Réunis à Accra au Ghana pour un sommet extraordinaire, les participants de la CEDEAO ont opté pour des mesures très dures comparables à celles prises deux ans plus tôt.
« Ces sanctions supplémentaires comprennent, premièrement, le retrait des ambassadeurs de tous les États membres de la CEDEAO au Mali ; deuxièmement, la fermeture des frontières terrestres et aériennes entre les pays de la CEDEAO et le Mali », détaille Jean-Claude Brou, président de la Commission de l’organisation.
« Troisièmement, la suspension de toutes les transactions commerciales et financières entre les États membres de la CEDEAO et le Mali, à l’exception des produits suivants : les produits alimentaires essentiels, les produits pharmaceutiques, les fournitures et équipements médicaux, y compris les matériels de contrôle du Covid-19, les produits pétroliers et l’électricité. Quatrièmement, le gel des avoirs de la République du Mali dans les banques centrales de la CEDEAO ».
Lors de son discours, le président de la Commission a jugé que la proposition de la junte « prendra en otage le peuple malien pendant les cinq prochaines années ».
En août 2020, le groupe économique avait suspendu le Mali de tous ses organes de décision, une sanction encore en vigueur. Elle avait également fermé les frontières terrestres et aériennes, en plus d’un embargo sur les échanges financiers et commerciaux, à l’exception des produits de première nécessités.
Les sanctions avaient finalement été levées un mois et demi plus tard. Et la CEDEAO avait obtenu l’engagement des militaires à organiser des élections législatives et présidentielle en février 2022.
Récemment, la CEDEAO a déjà mis en place certaines mesures, comme le gel des avoirs financiers et l’interdiction de voyager à 150 personnalités et à leurs familles, qu’elle estime coupable de faire obstruction aux élections.
Fait exceptionnel, la réunion de ce dimanche a eu lieu juste après que certains des participants aient pris part à un autre sommet, celui de l’Union économique et monétaire ouest-africaine (UEMOA). Les dirigeants ont alors exprimé leur « fermeté » à l’encontre de la junte malienne, explique un participant souhaitant rester anonyme.
Quatre années de transition
Samedi, deux ministres du gouvernement militaire maliens avaient soumis à la CEDEAO leur calendrier de « transition » jusqu’au transfert du pouvoir aux civils. « La contre-proposition malienne est une transition de quatre ans. C’est de la rigolade », a commenté un haut responsable ghanéen, également sous couvert d’anonymat.
La junte, qui demandait tout d’abord jusqu’à cinq années de transition, a finalement modifié sa proposition, dans le souci de « maintenir le dialogue et une bonne coopération avec la CEDEAO », a déclaré le ministre des Affaires Etrangères Abdoulaye Diop.
Depuis le premier Coup d’Etat en août 2020, suivi par celui de mai 2021, amenant le colonel Assimi Goïta comme président de transition, l’organisation économique demande un retour du pouvoir aux civils, dans les plus brefs délais.
Pour la CEDEAO, il s’agit de défendre ses principes fondamentaux de gouvernance et de contenir l’instabilité régionale.
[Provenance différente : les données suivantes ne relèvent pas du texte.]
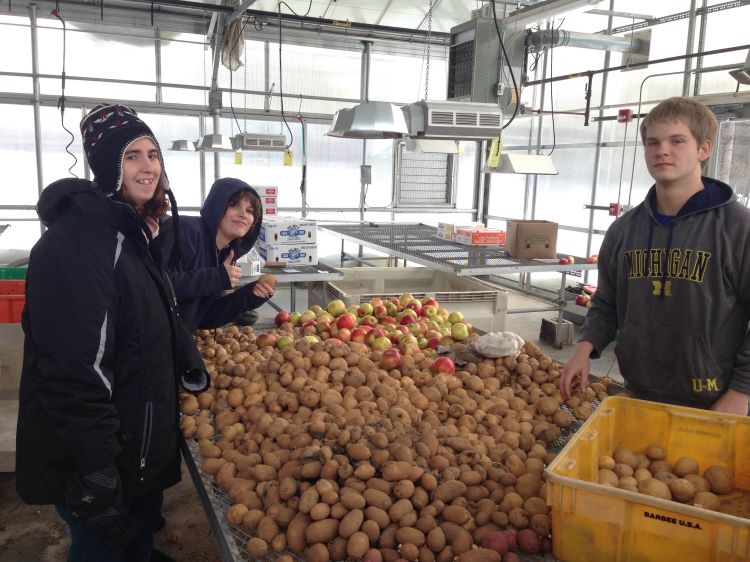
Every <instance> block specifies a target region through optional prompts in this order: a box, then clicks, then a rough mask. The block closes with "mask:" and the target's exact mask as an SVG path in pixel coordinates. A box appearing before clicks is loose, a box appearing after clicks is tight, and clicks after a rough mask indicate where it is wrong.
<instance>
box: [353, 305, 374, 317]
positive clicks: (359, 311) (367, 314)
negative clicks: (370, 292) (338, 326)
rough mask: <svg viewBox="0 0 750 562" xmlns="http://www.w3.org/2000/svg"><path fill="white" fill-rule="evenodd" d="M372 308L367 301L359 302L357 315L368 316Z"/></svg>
mask: <svg viewBox="0 0 750 562" xmlns="http://www.w3.org/2000/svg"><path fill="white" fill-rule="evenodd" d="M373 310H374V308H373V306H372V305H371V304H370V303H369V302H366V303H364V304H360V305H359V307H358V308H357V316H369V315H371V314H372V312H373Z"/></svg>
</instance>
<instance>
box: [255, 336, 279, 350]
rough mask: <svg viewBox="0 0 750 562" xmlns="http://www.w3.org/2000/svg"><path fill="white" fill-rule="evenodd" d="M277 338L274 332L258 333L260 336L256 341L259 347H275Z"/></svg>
mask: <svg viewBox="0 0 750 562" xmlns="http://www.w3.org/2000/svg"><path fill="white" fill-rule="evenodd" d="M276 339H277V338H276V336H274V335H273V334H258V337H257V338H255V343H256V345H257V346H258V347H275V346H276Z"/></svg>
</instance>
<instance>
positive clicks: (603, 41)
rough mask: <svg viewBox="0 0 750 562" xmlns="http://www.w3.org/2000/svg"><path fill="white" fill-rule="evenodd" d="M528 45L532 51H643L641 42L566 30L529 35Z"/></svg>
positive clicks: (623, 38)
mask: <svg viewBox="0 0 750 562" xmlns="http://www.w3.org/2000/svg"><path fill="white" fill-rule="evenodd" d="M528 45H529V49H530V50H531V51H541V50H542V49H545V48H547V47H579V48H581V49H600V50H604V51H617V52H619V53H629V52H631V51H632V52H634V53H637V52H639V51H640V49H641V40H640V39H635V38H633V39H630V38H628V37H611V36H609V35H594V34H591V33H578V32H576V31H565V30H564V29H550V30H547V29H543V30H541V31H535V32H534V33H531V34H530V35H529V37H528Z"/></svg>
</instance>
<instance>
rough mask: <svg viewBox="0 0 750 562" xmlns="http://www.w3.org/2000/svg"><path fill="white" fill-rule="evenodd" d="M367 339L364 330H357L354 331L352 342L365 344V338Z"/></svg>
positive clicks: (355, 328)
mask: <svg viewBox="0 0 750 562" xmlns="http://www.w3.org/2000/svg"><path fill="white" fill-rule="evenodd" d="M366 337H367V332H366V331H364V330H363V329H362V328H355V329H354V330H352V335H351V338H350V340H351V341H353V342H357V343H364V342H365V338H366Z"/></svg>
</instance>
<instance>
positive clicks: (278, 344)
mask: <svg viewBox="0 0 750 562" xmlns="http://www.w3.org/2000/svg"><path fill="white" fill-rule="evenodd" d="M293 343H294V340H293V339H292V338H290V337H289V336H281V337H280V338H279V339H278V340H276V347H277V348H278V349H284V348H285V347H289V346H290V345H292V344H293Z"/></svg>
La junte demandait déjà cinq années de délais, avant de céder sous pression. Les autorités maliennes se disent désormais incapables de tenir l’échéance, évoquant le second coup d’Etat, l’insécurité persistante dans le pays, le djihadisme, etc. Selon elles, il est nécessaire de mettre en place certaines réformes pour la bonne tenue de futures élections.
Sanctions
C’est la huitième fois que les dirigeants de la Communauté économique des Etats de l’Afrique de l’Ouest se réunissent pour évoquer la situation malienne depuis août 2020. Lors du sommet du 12 décembre, les dirigeants avaient déjà menacé de prendre des sanctions « économiques et financières » supplémentaires.
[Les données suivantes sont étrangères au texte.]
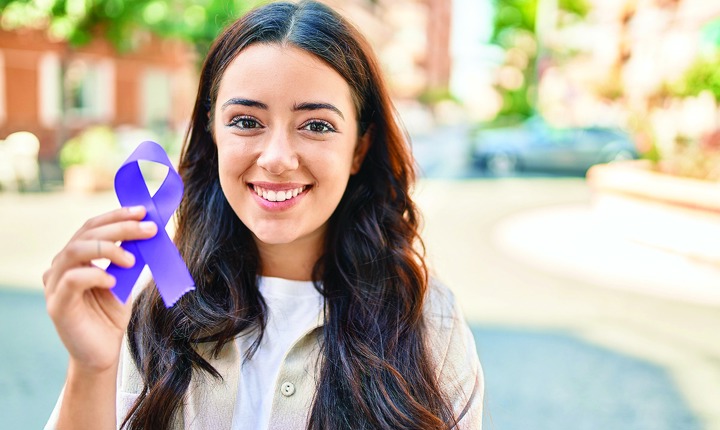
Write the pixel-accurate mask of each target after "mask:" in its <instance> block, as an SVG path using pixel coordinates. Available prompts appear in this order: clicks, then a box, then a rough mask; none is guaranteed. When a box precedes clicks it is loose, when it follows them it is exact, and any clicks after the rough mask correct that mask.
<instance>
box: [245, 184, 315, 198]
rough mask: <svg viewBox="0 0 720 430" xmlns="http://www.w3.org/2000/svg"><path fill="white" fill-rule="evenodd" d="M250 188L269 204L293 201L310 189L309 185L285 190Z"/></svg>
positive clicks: (254, 187)
mask: <svg viewBox="0 0 720 430" xmlns="http://www.w3.org/2000/svg"><path fill="white" fill-rule="evenodd" d="M250 186H251V188H252V190H253V191H254V192H255V194H256V195H257V196H258V197H260V198H262V199H263V200H266V201H268V202H285V201H288V200H292V199H294V198H296V197H297V196H298V195H300V194H302V193H303V191H305V190H306V189H307V188H308V186H307V185H302V186H300V187H296V188H291V189H285V190H270V189H267V188H264V187H261V186H259V185H254V184H250Z"/></svg>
« La prorogation de la durée de la transition à cinq ans préoccupe l’ensemble de la région ouest-africaine », a déclaré le président en exercice de l’UEMOA, le chef de l’Etat burkinabè Roch Marc Christian Kaboré dans son discours d’ouverture. Semblant peu coopérant avec les colonels, il a ajouté que « la conviction que toutes les réformes politiques, économiques et sociales visant la refondation du Mali ne pourraient être conduites que par des autorités démocratiquement élues ».